Accessing LLMs through APIs

LLMs expose APIs and using them one can connect with LLMs to send prompts and receive responses. Following two samples in python illustrate this just for getting an idea.

Accessing LLMs - Sample 1

Following code shows a way to access the LLM. Do note that GEMINI_API_KEY variable needs to be set before running below program.

# Connect to Gemini LLM 
# Send a prompt to it
# Gather the response and print it

from google import genai
client = genai.Client()
query = input("Enter your prompt here: ")
# Send single prompt, wait for the model to return the entire output
response = client.models.generate_content(model="gemini-2.5-flash", contents= query,)
print(response.text)
Accessing LLMs - Sample 2

Following code shows a way to access the LLM. Do note that GEMINI_API_KEY variable needs to be set before running below program.

from google import genai
client = genai.Client()
query = input("What do you want to ask?: ")
# Stream the responses like on Gemini
response = client.models.generate_content_stream(model="gemini-2.5-flash",contents=query)
for chunk in response:
    print(chunk.text, end="")
Notes:

generate_content(): This function returns the complete generated response in a single object after the entire generation process is finished. This is a blocking call, meaning your program will wait until the model has produced the full output before proceeding.

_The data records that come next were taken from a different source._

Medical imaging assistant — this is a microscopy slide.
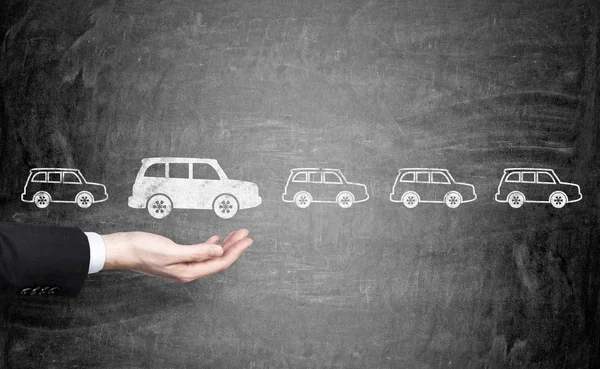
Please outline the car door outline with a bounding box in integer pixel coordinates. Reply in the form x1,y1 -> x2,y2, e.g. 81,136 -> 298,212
306,170 -> 327,202
46,171 -> 64,202
429,170 -> 452,202
321,170 -> 344,201
61,171 -> 83,201
518,170 -> 536,202
189,163 -> 225,209
413,170 -> 434,202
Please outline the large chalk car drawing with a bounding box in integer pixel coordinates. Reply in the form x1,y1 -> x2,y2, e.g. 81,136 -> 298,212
390,168 -> 477,209
495,168 -> 582,209
281,168 -> 369,209
128,157 -> 262,219
21,168 -> 108,209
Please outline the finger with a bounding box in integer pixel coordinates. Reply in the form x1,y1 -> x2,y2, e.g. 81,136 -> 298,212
221,231 -> 235,245
181,238 -> 253,281
204,236 -> 219,245
167,243 -> 224,264
222,228 -> 249,250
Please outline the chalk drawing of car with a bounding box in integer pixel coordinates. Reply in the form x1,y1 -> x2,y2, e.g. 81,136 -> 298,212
21,168 -> 108,209
128,157 -> 262,219
495,168 -> 582,209
390,168 -> 477,209
281,168 -> 369,209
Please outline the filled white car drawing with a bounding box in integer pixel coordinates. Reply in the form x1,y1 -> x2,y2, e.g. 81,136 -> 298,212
494,168 -> 582,209
21,168 -> 108,209
128,157 -> 262,219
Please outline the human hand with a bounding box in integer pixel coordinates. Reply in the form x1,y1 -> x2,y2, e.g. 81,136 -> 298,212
102,229 -> 253,282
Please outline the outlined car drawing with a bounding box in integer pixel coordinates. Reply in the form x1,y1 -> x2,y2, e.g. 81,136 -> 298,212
281,168 -> 369,209
390,168 -> 477,209
494,168 -> 582,209
127,157 -> 262,219
21,168 -> 108,209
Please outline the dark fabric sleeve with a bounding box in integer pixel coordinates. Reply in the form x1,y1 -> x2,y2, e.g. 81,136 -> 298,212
0,222 -> 90,296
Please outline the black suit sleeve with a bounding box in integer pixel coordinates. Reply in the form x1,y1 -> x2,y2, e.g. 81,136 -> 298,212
0,222 -> 90,296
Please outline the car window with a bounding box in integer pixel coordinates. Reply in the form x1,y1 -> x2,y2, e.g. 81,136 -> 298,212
292,172 -> 306,182
431,172 -> 450,184
308,172 -> 323,183
63,172 -> 81,184
538,172 -> 556,183
31,172 -> 46,182
400,172 -> 415,182
48,172 -> 60,183
169,163 -> 190,179
323,172 -> 342,183
504,172 -> 520,182
144,163 -> 166,177
521,172 -> 535,183
417,172 -> 429,183
192,163 -> 221,181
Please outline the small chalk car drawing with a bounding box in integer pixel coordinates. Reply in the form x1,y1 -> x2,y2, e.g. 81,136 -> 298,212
281,168 -> 369,209
21,168 -> 108,209
390,168 -> 477,209
495,168 -> 582,209
128,158 -> 262,219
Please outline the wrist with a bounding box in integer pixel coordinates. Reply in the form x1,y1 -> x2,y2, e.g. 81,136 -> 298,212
102,232 -> 130,270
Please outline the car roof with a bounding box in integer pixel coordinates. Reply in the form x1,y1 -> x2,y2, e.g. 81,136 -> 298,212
29,168 -> 79,172
142,157 -> 217,164
291,168 -> 341,172
504,168 -> 554,172
398,168 -> 448,172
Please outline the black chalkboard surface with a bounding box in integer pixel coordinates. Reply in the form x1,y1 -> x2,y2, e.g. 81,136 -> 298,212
0,0 -> 600,369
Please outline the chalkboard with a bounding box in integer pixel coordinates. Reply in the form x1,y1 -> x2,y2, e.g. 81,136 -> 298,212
0,0 -> 600,369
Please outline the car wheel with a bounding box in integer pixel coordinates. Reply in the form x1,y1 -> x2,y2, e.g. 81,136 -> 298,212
294,191 -> 312,209
33,191 -> 52,209
146,195 -> 173,219
506,191 -> 525,209
335,191 -> 354,209
213,194 -> 240,219
550,191 -> 569,209
402,191 -> 419,209
75,191 -> 94,209
444,191 -> 462,209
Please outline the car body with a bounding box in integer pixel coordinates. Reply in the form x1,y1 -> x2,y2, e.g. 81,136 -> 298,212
494,168 -> 582,209
390,168 -> 477,209
281,168 -> 369,208
128,157 -> 262,219
21,168 -> 108,209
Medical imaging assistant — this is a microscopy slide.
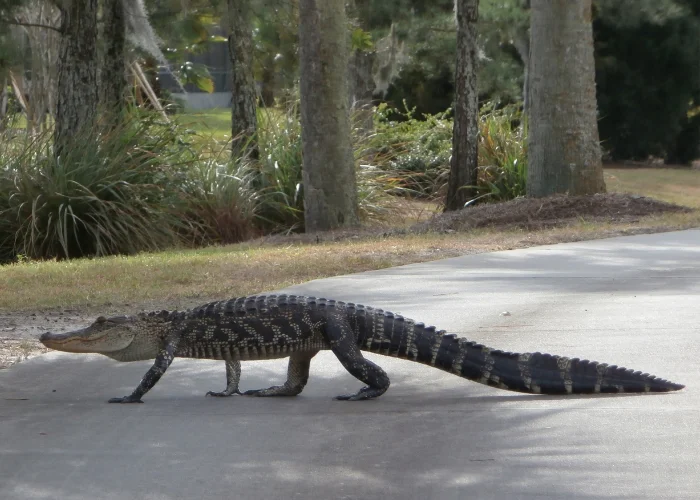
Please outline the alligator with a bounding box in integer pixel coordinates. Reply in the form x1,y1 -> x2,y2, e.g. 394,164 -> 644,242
40,295 -> 684,403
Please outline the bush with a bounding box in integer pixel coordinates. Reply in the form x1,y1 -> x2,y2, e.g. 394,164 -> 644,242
373,103 -> 527,201
371,104 -> 452,196
0,119 -> 200,260
477,105 -> 527,201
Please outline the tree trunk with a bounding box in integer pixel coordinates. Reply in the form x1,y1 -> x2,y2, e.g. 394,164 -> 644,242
100,0 -> 126,122
299,0 -> 358,231
228,0 -> 258,158
445,0 -> 479,211
527,0 -> 605,197
54,0 -> 98,156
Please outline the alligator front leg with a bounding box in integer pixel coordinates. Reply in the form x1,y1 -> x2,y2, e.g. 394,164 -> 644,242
243,351 -> 318,397
109,341 -> 177,403
207,360 -> 241,398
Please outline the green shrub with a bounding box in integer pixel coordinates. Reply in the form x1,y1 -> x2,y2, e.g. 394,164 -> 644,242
477,106 -> 527,201
182,144 -> 260,244
373,103 -> 527,201
372,104 -> 452,196
0,119 -> 194,260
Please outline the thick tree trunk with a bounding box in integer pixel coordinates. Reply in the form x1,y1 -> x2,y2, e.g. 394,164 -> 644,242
100,0 -> 126,119
228,0 -> 258,158
445,0 -> 479,211
299,0 -> 358,231
527,0 -> 605,197
54,0 -> 98,156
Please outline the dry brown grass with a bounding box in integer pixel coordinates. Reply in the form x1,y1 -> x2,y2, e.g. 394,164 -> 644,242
605,168 -> 700,208
0,205 -> 700,311
0,169 -> 700,312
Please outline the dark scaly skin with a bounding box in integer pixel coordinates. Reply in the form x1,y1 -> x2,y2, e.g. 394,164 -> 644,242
41,295 -> 683,403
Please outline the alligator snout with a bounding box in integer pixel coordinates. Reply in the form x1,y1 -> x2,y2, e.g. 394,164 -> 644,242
39,332 -> 66,343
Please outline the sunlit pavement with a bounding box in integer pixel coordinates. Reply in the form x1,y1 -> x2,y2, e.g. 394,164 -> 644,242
0,230 -> 700,500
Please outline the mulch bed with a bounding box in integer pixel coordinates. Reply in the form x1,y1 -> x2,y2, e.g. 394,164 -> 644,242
411,193 -> 692,232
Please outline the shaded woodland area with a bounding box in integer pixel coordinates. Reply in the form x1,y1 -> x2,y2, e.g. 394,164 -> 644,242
0,0 -> 700,262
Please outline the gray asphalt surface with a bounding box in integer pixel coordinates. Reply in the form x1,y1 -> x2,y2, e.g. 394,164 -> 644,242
0,230 -> 700,500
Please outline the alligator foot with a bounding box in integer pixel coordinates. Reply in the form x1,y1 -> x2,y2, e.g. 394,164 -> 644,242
333,387 -> 386,401
107,396 -> 143,403
243,385 -> 302,397
206,390 -> 242,398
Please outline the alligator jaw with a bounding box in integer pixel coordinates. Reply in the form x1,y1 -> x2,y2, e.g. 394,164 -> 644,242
39,327 -> 133,354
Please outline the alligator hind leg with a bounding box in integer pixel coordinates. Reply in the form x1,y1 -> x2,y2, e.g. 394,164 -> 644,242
326,318 -> 390,401
243,351 -> 318,397
206,360 -> 241,398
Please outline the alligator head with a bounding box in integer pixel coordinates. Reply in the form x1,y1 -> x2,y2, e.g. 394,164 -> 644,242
39,315 -> 162,361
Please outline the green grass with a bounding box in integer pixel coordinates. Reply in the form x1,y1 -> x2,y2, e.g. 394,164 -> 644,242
605,168 -> 700,208
175,108 -> 231,141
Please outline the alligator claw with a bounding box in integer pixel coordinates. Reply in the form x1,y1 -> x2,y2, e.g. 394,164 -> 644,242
333,387 -> 386,401
205,391 -> 243,398
243,385 -> 301,397
107,396 -> 143,403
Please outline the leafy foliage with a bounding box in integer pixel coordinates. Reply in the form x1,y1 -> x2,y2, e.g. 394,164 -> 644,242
373,103 -> 527,201
0,116 -> 194,259
594,0 -> 700,162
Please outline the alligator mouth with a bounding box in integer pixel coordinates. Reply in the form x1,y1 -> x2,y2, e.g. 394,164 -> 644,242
39,330 -> 133,353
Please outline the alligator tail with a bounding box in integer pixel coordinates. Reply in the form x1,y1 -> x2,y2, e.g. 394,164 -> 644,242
359,310 -> 684,394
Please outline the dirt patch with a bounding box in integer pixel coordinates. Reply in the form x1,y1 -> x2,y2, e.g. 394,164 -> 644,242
412,193 -> 692,232
256,193 -> 693,245
0,193 -> 693,369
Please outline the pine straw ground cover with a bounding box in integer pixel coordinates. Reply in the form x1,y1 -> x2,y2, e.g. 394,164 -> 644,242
0,193 -> 700,368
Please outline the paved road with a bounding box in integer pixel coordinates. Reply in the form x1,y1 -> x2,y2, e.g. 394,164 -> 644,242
0,230 -> 700,500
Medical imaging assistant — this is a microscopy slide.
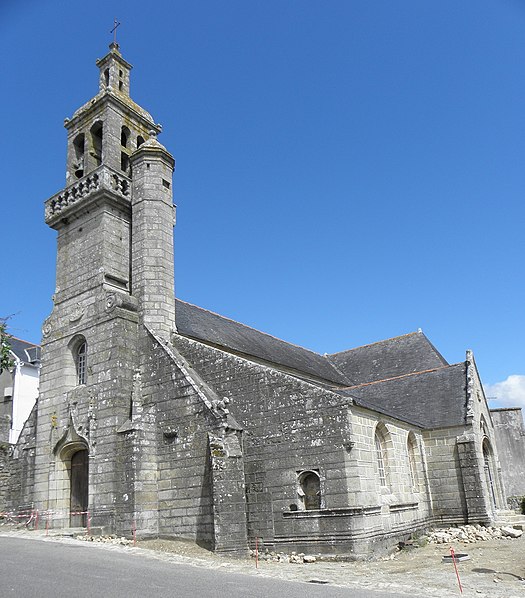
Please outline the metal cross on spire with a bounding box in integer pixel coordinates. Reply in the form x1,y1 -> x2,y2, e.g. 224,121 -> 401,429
110,17 -> 120,44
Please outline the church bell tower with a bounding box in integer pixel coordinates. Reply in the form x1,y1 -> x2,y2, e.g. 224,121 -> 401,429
34,43 -> 175,529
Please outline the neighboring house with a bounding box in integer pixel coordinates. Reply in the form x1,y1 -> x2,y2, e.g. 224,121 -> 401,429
3,43 -> 520,556
0,337 -> 40,444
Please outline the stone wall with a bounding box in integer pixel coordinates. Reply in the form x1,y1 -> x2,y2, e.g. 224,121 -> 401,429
490,407 -> 525,497
174,336 -> 431,554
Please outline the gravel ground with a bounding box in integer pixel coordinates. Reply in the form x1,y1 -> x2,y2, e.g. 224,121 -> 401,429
0,526 -> 525,598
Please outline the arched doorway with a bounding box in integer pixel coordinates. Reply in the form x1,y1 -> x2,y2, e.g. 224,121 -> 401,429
69,450 -> 89,527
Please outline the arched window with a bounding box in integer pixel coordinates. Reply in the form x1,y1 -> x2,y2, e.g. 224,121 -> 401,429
298,471 -> 321,511
90,122 -> 103,168
73,133 -> 85,179
120,127 -> 131,147
407,432 -> 419,490
75,341 -> 87,385
374,425 -> 387,488
483,438 -> 497,508
479,415 -> 489,436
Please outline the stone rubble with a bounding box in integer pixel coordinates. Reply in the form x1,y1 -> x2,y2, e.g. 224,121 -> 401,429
76,534 -> 133,546
424,524 -> 523,544
250,549 -> 317,564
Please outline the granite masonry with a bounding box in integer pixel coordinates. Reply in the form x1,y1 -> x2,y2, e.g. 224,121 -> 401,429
0,44 -> 516,557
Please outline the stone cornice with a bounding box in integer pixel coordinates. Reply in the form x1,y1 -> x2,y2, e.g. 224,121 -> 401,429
45,166 -> 131,229
64,88 -> 158,133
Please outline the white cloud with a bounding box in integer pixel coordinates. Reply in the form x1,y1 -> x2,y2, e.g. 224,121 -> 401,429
485,374 -> 525,409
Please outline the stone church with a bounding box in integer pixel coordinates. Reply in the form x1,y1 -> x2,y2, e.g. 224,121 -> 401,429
9,43 -> 505,557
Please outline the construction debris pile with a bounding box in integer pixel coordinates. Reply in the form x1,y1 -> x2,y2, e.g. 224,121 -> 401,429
426,525 -> 523,544
250,549 -> 317,564
76,534 -> 133,546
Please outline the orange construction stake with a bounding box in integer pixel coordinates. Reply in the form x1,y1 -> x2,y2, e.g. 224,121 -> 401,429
450,546 -> 463,594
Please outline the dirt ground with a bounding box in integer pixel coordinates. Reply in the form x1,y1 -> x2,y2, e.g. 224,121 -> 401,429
0,526 -> 525,598
139,534 -> 525,598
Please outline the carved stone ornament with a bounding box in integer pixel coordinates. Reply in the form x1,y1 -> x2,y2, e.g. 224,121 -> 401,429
69,303 -> 86,324
42,318 -> 52,338
104,293 -> 118,311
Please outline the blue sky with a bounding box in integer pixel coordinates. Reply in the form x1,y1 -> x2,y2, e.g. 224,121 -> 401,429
0,0 -> 525,406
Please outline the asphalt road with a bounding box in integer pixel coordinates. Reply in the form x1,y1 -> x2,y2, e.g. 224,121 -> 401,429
0,537 -> 420,598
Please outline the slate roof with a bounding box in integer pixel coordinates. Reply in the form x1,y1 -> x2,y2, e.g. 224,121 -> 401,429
175,299 -> 350,386
175,299 -> 466,429
327,332 -> 448,384
9,336 -> 40,363
339,363 -> 467,429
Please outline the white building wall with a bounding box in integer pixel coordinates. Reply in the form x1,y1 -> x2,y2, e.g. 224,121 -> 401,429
9,360 -> 40,444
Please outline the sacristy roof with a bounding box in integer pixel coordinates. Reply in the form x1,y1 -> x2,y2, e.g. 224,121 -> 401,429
176,299 -> 466,429
339,362 -> 467,429
175,299 -> 349,385
327,331 -> 448,384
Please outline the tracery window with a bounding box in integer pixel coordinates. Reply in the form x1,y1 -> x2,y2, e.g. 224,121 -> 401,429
298,471 -> 321,511
374,426 -> 387,488
75,341 -> 87,385
407,432 -> 419,489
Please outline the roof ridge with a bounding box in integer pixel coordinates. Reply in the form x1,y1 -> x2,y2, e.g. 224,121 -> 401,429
342,362 -> 458,390
175,298 -> 324,358
325,330 -> 420,357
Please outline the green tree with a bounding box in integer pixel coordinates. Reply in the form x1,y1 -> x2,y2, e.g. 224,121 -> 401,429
0,318 -> 14,374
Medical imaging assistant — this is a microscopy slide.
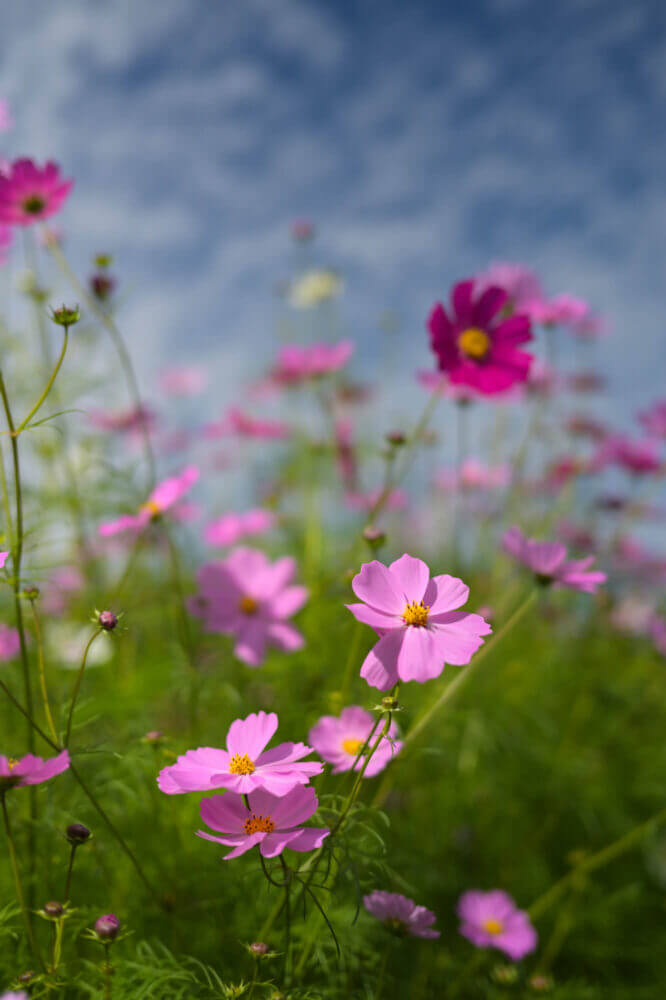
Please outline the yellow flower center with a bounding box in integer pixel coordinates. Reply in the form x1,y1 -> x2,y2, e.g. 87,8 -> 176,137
238,596 -> 259,615
458,326 -> 490,361
402,601 -> 430,626
229,753 -> 254,774
243,813 -> 275,834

generate_content_stream(): This function returns an iterable object that yields “chunks” of the generated response as they become available. This allows for streaming the output, meaning you can process parts of the response while the rest is still being generated. This is particularly useful for long responses or when you want to provide a more interactive user experience, as it avoids long periods of waiting for the full response.